I didn't read the whole thread but some post got me wondering if there is anyone here who has done some cross platform development and still thinks it is easy. First of all, I am an Linux developer and have used it almost elusively for the last 13 years. But I still use Windows for gaming. When porting a program to Linux you face a lot of challenges:
* Linux is far from stable. I am able to start a 5 year old game on Windows. Running a binary on Linux that 5 years old is a pretty interesting challenge (try a Loki game for example). Xorg is to be replaced by Wayland, for example. Which one would you choose when developing your application? The current API that everyone uses and that will be in use for at least 2 more years, or the next API? Btw: this is the reason why Android is simply a Java (which doesn't change so often) running on Linux.
* Graphic drivers for Linux are a mess. They are significantly slower than their Windows pendants. If you want to get 10 more frames, switch to Windows
* When you develop software, you normally avoid reinventing the wheel all the time. You therefore use a lot of libraries that provide the functionality you need.
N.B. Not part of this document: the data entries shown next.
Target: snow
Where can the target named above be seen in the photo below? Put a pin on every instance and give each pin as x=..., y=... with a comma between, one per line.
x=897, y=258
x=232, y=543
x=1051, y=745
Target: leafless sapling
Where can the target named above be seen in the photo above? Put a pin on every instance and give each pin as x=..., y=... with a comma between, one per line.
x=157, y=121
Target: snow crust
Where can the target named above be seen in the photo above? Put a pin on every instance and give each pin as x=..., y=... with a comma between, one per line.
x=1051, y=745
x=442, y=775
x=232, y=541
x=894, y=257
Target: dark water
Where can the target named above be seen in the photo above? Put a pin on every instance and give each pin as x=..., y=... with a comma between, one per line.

When you want to use the same code for Windows and Linux you have to port these libraries too.
There are a lot more reasons because of which writing an application that runs in the Windows and POSIX (Linux, MacOS, *BSD, Sun, ...) world is very hard and which make it almost impossible to port a already written program. So if anyone wants to say "its easy", please provide solutions in to at least the problems I mentioned in the very same post.
After speaking of problems, I also have to write about Steams decision to support the Linux environment. First of all, if you want to run your program on multiple platforms, you have to make this decision beforehand or else you have to redesign most of your code. Steam did this when they added support for MacOS so the step to add support for Linux could already use the loose coupling and was therefore significantly easier. There isn't any (real) browser out there that doesn't run on Linux. Libreoffice runs on multiple platforms too. But all these programs where designed with support for multiple platforms in mind and games typically aren't. The reason is simple:
There are no games on Linux because there are no gamers on Linux because there are no games on Linux.
When we, the Linux users who want games become a large enough market, there will be games that are developed for multiple platforms and there will be more solutions to the upper problems like, for example, some stable abstraction layers, better drivers from nVidia and ATI, cross-platform APIs and so on. But again, for that to happen we need a need for this solution, meaning that there have to be gamers on Linux and therefore we need a company like Valve to clear the way and take the initial hard and bold step.